In the U.S. House, Democrats had picked up 13 seats, widening their majority there to a 261-174 gap.

Openly-gay U.S. Reps. Barney Frank of Massachusetts and Tammy Baldwin of Wisconsin both easily won re-election.

Frank defeated Republican challenger Earl Sholley by a margin of 67 percent to 26 percent. Baldwin defeated Republican challenger Peter Theron, 70 percent to 30 percent.

Texas Democrat Rick Noriega, who had been vigorously backed by Stonewall Democrats of Dallas and other LGBT Democrats in the Lone Star State, fell short in his bid to unseat incumbent Republican U.S. Senator John Cornyn.

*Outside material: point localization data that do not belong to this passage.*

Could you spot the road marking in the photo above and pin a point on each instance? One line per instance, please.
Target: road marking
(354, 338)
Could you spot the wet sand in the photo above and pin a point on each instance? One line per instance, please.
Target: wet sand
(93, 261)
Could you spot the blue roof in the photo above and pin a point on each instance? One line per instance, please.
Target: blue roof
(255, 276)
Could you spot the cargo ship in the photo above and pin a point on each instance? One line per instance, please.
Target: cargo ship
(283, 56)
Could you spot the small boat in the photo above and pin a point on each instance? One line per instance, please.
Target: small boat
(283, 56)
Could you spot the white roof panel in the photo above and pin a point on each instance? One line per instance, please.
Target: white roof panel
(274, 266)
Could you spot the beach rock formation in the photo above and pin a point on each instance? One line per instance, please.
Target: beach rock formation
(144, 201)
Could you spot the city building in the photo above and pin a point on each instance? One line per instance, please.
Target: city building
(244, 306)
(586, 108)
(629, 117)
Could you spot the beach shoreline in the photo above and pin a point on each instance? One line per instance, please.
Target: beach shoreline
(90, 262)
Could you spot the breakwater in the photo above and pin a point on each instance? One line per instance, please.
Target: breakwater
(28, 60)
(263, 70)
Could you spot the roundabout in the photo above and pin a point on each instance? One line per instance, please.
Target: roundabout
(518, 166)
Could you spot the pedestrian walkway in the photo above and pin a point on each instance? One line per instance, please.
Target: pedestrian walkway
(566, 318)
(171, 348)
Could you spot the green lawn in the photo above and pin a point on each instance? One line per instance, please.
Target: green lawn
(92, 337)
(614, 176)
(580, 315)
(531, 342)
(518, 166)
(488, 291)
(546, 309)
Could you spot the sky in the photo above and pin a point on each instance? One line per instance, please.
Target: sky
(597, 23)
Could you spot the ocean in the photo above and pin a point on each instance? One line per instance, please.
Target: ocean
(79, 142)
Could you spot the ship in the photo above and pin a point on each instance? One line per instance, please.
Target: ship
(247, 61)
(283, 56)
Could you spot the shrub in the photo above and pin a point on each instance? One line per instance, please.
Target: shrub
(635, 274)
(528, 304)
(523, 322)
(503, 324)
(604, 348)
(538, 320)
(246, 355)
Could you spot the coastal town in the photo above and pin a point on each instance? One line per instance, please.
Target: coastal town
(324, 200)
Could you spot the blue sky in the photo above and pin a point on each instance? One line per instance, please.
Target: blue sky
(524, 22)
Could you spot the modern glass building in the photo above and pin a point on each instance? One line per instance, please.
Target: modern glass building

Voters sent Cornyn back to Congress by a vote of 55 percent to 43 percent.

But the LGBT community got good news in two races in Colorado, where openly-gay Democrat Jared Polis easily defeated Republican Scott Starin for the District 2 seat in the U.S. House of Representatives, and gay rights foe Marilyn Musgrave lost to Democratic challenger Betsy Markey in U.S. House District 4.

Polis beat Starin 60 percent to 36 percent. Musgrave, the incumbent Republican who was one of the authors of the proposed federal amendment banning same-sex marriage, fell to Markey by a margin of 57 percent to 43 percent.